One of the works friends thrust at me lately has been Margaret S. Creighton's "The Colors of Change: Gettysburg's Forgotten History", a work which has angered and and upset some readers. But only because these readers have not yet accepted the fullness of the Gettysburg event. Professor Creighton has undertaken in her book--an extremely smooth read, and hard to put down--to tell the story of many of the people who were caught up in the battle, but whose contributions have been lost, forgotten, or twisted and scorned to this day.
Some of these people were Union soldiers--to be specific, the men of the largely German Eleventh Corps of the Army of the Potomac. This Corps, attacked with fierce brilliance by Stonewall Jackson at the Battle of Chancellorsville, ran. It seemed the rational thing to do at the time. And it no doubt was, so total was Jackson's surprise. But the Eleventh, to this day, has not lived down Chancellorsville. That the men became unjustly known as a corps of cowards was hard for them and their leaders, Oliver Otis Howard and Carl Schurz among them, to bear. Howard and Schurz were both men of high principle and great personal courage who could not stand each other. Both were also on the feckless side as generals. These personal factors did not make the situation of the Eleventh any better or more secure. One of the factors in this slur that seemed never to end was nativism. The men were Germans, foreigners.

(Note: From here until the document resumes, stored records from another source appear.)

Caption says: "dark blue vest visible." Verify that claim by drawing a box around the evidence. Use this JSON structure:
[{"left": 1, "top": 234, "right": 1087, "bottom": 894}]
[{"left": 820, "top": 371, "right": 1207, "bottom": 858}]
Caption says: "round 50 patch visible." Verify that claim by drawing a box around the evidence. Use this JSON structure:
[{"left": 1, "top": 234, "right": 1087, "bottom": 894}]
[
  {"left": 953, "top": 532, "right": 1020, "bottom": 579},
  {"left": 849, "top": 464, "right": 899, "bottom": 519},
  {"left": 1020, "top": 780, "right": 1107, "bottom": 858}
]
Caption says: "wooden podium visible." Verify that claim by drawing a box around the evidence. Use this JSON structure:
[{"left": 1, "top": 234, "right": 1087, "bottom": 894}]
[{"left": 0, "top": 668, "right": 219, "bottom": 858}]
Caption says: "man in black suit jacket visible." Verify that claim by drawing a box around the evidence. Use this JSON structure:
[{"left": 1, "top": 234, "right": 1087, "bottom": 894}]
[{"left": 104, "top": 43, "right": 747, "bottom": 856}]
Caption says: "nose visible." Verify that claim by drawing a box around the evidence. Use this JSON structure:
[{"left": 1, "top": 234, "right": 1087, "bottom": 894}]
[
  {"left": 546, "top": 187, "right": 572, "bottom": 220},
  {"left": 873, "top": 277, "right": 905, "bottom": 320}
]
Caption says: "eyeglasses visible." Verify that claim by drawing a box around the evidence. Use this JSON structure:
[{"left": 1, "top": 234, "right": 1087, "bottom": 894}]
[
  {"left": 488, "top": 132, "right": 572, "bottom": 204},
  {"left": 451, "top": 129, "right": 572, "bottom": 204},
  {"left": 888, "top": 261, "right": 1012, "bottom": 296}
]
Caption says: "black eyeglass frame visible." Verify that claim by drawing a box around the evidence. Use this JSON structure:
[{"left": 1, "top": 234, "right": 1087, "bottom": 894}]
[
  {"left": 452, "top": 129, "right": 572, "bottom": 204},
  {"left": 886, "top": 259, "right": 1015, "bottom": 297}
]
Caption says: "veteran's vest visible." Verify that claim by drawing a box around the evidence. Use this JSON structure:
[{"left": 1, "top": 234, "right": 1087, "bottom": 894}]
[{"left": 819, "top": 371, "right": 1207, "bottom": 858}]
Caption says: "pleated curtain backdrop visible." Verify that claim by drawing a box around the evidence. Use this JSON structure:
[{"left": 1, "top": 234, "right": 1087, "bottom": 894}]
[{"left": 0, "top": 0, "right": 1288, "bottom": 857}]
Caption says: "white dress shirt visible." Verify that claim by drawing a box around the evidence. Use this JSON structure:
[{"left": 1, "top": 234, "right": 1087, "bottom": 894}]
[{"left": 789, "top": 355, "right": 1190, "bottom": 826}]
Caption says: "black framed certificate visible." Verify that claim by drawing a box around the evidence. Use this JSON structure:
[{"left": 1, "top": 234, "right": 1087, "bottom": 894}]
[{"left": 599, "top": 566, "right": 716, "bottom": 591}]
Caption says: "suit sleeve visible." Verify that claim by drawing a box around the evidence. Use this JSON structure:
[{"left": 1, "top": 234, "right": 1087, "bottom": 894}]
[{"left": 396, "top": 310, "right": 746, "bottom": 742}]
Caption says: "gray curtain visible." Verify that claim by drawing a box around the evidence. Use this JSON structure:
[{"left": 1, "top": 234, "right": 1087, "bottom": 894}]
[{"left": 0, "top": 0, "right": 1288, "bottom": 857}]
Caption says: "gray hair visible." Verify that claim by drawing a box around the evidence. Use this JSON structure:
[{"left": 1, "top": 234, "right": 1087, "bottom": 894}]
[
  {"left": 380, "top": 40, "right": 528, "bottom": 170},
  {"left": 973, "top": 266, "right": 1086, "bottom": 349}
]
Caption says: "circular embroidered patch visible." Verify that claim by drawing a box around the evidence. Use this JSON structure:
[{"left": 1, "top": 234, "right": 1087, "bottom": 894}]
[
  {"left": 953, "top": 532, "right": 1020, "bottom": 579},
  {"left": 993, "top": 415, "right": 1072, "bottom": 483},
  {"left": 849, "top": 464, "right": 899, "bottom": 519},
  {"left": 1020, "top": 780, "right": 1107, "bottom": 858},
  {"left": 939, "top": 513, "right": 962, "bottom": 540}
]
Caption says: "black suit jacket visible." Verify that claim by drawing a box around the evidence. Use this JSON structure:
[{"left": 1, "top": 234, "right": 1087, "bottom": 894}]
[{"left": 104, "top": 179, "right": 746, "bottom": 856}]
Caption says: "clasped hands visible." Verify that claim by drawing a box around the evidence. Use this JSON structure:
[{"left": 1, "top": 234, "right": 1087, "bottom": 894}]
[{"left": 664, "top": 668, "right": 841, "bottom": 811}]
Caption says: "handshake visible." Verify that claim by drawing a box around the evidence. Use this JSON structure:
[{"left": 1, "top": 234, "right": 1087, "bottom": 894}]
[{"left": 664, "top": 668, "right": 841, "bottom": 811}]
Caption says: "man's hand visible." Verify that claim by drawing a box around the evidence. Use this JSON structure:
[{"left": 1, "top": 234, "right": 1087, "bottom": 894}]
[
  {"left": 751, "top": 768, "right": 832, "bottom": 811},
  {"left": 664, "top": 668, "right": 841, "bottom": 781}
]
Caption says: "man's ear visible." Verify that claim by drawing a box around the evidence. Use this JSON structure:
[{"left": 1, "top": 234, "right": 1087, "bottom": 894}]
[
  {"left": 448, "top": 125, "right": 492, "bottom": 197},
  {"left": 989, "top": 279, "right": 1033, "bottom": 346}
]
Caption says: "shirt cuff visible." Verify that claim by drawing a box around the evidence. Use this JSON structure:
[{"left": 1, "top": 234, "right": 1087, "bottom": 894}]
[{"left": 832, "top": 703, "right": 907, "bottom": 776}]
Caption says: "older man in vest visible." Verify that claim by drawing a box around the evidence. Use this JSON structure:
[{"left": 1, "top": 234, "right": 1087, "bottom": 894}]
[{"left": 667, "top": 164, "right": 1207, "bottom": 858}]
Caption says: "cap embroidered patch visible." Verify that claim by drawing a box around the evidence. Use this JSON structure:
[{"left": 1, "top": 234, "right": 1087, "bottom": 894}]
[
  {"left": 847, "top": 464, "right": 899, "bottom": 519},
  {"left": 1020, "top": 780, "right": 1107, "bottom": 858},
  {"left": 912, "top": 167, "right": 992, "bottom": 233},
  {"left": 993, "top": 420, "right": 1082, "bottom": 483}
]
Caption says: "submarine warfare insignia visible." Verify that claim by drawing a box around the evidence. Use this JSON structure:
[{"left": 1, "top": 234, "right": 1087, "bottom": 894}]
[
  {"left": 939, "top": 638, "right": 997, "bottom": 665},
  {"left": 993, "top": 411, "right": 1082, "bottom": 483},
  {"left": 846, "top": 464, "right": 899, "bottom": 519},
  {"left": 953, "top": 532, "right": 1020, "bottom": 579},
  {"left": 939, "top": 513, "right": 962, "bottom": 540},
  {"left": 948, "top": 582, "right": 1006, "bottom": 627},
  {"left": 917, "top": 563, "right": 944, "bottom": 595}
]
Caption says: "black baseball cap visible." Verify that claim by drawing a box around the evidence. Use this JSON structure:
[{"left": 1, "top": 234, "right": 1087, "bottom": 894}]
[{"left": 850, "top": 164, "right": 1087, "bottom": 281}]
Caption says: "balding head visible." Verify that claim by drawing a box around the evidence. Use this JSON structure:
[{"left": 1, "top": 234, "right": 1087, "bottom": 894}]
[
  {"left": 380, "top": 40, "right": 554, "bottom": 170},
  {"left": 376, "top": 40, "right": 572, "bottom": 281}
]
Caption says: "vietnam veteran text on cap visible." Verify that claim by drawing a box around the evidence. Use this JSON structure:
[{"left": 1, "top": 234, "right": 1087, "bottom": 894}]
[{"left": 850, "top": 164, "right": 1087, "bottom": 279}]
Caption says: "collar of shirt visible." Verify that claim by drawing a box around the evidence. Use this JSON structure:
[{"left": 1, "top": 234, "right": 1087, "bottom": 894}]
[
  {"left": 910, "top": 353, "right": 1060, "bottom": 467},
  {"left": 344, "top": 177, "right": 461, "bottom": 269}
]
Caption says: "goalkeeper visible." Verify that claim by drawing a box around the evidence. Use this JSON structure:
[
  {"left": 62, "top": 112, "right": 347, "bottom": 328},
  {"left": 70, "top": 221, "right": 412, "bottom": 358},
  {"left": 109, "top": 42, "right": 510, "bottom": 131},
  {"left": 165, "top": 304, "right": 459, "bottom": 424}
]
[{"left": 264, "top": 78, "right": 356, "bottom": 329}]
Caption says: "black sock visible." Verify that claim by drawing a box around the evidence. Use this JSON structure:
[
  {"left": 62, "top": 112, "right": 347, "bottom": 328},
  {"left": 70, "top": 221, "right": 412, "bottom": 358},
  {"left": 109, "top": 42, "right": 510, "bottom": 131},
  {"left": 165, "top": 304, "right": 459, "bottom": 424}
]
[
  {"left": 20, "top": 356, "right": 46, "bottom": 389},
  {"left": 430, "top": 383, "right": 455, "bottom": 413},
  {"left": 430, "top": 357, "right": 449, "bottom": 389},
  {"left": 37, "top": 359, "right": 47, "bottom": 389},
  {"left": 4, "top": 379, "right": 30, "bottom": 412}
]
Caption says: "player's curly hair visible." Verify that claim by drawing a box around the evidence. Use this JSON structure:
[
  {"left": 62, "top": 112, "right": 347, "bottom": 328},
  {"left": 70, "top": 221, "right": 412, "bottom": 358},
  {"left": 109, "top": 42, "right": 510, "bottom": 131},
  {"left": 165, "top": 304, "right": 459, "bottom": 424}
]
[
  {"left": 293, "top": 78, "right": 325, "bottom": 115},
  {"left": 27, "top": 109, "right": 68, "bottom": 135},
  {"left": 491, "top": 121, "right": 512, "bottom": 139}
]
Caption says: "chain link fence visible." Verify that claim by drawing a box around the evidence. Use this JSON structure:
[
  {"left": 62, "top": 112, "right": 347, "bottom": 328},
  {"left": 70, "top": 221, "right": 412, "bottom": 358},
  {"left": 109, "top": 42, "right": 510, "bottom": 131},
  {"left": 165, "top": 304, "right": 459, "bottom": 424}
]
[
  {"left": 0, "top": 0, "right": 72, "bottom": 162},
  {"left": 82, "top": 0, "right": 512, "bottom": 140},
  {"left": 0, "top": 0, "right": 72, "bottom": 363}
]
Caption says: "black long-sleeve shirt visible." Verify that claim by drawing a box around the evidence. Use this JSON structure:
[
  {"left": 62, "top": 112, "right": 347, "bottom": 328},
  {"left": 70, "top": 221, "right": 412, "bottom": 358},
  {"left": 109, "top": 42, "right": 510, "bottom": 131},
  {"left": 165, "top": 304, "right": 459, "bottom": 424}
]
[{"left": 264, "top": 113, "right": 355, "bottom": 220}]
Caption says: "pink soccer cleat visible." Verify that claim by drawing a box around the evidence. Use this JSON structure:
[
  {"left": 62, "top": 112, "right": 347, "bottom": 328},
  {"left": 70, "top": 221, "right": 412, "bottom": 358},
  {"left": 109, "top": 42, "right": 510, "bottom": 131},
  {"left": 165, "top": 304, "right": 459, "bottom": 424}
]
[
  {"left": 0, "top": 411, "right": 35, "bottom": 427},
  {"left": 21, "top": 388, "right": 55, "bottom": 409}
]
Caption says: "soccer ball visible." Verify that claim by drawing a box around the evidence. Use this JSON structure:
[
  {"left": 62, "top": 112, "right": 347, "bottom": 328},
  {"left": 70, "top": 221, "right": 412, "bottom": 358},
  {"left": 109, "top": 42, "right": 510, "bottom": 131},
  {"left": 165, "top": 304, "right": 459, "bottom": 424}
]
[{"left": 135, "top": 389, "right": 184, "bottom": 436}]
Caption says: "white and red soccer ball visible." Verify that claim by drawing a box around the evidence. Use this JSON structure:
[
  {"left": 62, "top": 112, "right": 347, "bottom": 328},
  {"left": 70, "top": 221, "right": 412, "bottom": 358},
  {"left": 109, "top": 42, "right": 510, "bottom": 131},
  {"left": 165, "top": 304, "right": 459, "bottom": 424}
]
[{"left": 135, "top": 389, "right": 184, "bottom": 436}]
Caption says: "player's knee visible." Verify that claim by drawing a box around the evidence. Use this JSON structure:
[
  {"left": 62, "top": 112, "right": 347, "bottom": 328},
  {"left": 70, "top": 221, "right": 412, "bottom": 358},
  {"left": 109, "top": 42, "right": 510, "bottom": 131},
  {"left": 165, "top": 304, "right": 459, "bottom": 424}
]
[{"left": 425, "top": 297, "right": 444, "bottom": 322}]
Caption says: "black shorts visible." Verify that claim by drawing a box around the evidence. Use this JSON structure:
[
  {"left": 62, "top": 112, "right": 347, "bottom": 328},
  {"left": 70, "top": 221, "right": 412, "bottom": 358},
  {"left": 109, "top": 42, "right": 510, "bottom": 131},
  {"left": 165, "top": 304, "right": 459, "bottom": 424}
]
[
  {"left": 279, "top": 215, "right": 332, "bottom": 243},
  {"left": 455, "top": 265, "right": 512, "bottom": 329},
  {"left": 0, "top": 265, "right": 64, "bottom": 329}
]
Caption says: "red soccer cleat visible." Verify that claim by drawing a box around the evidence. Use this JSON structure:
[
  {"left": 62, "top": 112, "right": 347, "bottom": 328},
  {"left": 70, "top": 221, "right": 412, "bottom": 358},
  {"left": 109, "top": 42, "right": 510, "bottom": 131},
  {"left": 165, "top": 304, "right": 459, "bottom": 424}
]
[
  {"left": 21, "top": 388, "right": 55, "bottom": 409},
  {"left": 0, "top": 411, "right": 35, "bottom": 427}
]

So they were disliked, considered cowards, dismissed. The scorned groups and their languages may change; the heart of humanity seems to remain the same forever. That we have learned nothing after millennia does not speak well for us.
Other "outsider groups" at Gettysburg included black men and women who lived in or near the town, and whose situation was uniquely precarious. Some were escaped slaves who had come via the Underground Railroad or by other means. Others were freemen, born in Pennsylvania, and sometimes the owners of farms, land, or businesses. None were safe. Their individual reactions ranged from fleeing to hiding, to fighting against Lee's troops if they had the chance. If they were caught, they might be killed or raped, or kidnapped and sent South to areas where slavery still held sway. It did not matter whether they had ever been slaves or not; they were now.
Black women were in the worst of all possible situations. That is because they suffered from both the social strictures against Blacks and those against women. But white women, too, were in a situation in which they were in constant danger--young Jennie Wade, for example, was killed on the first day of the battle while baking bread, and while her sister Georgia Wade McClellan lay nearby in labor. And, no matter how the women acted or reacted, whether they were white or black, whether they survived or not, they literally could not win in the court of their neighbors' public opinion. Ms. Wade herself soon was believed to be "no better than she should be," and her sister Georgia spent the rest of her life trying to vindicate her dead sister's reputation.
Were women patriotic, or did they collaborate with the enemy? Was their work of nursing and preserving important or not? (In the case of the second question, the implied answer was often "no.")
I'd suggest you read this entire book. It will not make you happy; but it may in some small way make you determined that humanity will do better next time.
I plan to feature some stories from Creighton's book from time to time, if only to remind you to look the book up and read it.